With vast amounts of money to be made and simmering racist undercurrents, fights for control of the markets were probably inevitable. In June 1946 fights broke out between Taiwanese gangs and a Japanese yakuza group, Matsuba-kai. Outside the Shibuya police station over a thousand Matsuba members fought hundreds of Taiwanese gang members with clubs, metal pipes and some small firearms. Seven Taiwanese were killed and thirty-four wounded. The Japanese police suffered casualties too: one policeman was killed and another injured. The Japanese public were outraged by the chaos and blamed the non-Japanese Asians and the incompetence of the Japanese police. Tensions between the Korean and Taiwanese communities mounted.

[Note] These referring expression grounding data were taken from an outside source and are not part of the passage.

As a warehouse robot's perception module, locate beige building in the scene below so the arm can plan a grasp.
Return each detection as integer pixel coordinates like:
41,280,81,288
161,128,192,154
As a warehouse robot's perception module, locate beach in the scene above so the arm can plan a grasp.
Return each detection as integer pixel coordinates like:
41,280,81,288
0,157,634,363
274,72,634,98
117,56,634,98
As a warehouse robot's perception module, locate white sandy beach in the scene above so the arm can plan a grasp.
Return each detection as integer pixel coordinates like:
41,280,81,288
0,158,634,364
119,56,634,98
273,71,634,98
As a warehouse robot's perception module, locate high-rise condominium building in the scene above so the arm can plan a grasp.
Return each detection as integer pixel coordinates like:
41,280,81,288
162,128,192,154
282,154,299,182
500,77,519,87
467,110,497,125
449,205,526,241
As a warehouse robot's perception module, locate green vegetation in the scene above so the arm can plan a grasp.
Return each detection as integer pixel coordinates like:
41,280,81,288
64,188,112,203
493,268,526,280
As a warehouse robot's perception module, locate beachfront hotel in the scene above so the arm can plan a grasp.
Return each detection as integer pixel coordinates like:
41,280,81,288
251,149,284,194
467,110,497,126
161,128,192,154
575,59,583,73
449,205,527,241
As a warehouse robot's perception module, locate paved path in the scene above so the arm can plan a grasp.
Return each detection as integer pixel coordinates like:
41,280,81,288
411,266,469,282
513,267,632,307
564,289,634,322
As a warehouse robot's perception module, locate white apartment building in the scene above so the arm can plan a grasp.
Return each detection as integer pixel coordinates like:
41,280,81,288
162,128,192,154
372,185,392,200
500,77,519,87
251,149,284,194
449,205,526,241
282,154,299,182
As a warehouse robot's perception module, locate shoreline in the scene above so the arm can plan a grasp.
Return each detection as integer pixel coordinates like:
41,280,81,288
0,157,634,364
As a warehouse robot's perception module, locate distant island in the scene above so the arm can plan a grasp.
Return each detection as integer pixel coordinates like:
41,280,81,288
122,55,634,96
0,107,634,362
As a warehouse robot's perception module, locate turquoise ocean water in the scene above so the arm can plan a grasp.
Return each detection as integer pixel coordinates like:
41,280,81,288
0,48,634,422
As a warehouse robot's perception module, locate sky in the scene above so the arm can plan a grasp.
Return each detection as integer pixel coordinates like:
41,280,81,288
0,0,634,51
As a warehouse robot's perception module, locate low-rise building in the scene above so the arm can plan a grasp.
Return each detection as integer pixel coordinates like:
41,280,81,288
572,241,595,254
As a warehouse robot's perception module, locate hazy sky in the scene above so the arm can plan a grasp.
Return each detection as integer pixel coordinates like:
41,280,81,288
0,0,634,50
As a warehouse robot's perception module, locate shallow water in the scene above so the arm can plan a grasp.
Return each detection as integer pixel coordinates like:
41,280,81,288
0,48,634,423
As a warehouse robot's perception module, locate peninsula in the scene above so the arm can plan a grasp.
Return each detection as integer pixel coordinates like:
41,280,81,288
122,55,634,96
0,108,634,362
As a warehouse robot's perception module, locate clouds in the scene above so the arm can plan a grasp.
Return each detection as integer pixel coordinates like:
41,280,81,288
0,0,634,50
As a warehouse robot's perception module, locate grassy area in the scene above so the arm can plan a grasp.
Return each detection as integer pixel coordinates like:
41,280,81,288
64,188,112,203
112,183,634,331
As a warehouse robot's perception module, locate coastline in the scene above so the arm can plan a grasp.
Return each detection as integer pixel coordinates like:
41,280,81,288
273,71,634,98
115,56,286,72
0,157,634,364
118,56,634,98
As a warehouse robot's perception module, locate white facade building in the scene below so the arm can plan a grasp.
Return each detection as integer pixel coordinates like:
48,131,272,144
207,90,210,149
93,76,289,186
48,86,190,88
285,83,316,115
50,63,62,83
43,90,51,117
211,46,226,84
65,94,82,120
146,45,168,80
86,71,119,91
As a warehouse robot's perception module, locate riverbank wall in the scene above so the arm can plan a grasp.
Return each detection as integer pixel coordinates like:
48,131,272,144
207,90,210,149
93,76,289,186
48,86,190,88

More than forty Taiwanese men were arrested in connection with the incident, but their cases were quickly taken up by the Chinese component of Allied command in Tokyo. The men were given a very public trial and the Japanese government was also forced to put the Tokyo policemen who were involved in the incident on trial, something that was unheard of in Japan. The trial resulted in thirty-five convictions; sentences were either hard labor or deportation. The trial put a spotlight on the Chinese population in Japan; the Chinese used their influence in Allied command to grant special status to ethnic Chinese, and gave them special rights including extra rations, a privilege that was not granted to ethnic Koreans.

== In media ==
- In Tokyo Year Zero (about the serial killer Yoshio Kodaira), by David Peace, the book describes the fight and the police reaction to it.